AbstractOakley, B. Reformation of taste buds by crossed sensory nervps in the rat's tongue. Acta physiol. scand. 1970. 79. 88–94.Rat taste buds degenerate and disappear when their nerve supply is cut. Regeneration of the taste nerve fibres causes certain epithelial cells to differentiate into slender receptor cells comprising the taste bud. In this study by cross‐union the glossopharyngeal (IXth) nerve was made to innervate the front of the tongue, and in other rats the chorda tympani nerve was forced to grow to the back of the tongue. These cross‐regenerated sensory nerves were able to cause differentiation of epithelial cells into taste buds, whose number and distribution were histologically determined 15 weeks postoperatively.

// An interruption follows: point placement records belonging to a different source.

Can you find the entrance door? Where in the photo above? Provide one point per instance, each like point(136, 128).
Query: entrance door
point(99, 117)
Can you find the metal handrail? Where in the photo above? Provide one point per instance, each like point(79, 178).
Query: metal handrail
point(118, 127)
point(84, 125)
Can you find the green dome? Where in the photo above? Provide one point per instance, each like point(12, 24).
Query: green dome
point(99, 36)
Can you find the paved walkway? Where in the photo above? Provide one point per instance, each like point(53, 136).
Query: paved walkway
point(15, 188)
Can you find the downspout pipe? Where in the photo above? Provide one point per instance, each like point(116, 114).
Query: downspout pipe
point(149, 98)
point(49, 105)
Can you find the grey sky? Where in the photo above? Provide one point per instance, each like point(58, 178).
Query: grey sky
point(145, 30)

The cross‐innervating IXth nerve reestablished taste buds in the existing fungiform papillae in conformity with the normal number and distribution of taste buds at the front of the tongue. The chorda tympani, forced to innervate the hack of the tongue, reestablish in the foliae papillae more than 1.5 times as many taste buds as it normally innervates. The number of taste buds normally innervated by the chorda tympani must, therefore, be restricted by the capacity of the anterior tongue tissue to respond to this nerve's influence. This study indicates that the distribution and total number of taste buds in the rat tongue is limited by the inherent nature of the tongue region being innervated (tissue‐specific) rather than by the type of nerve supplying the taste buds (nerve‐specific).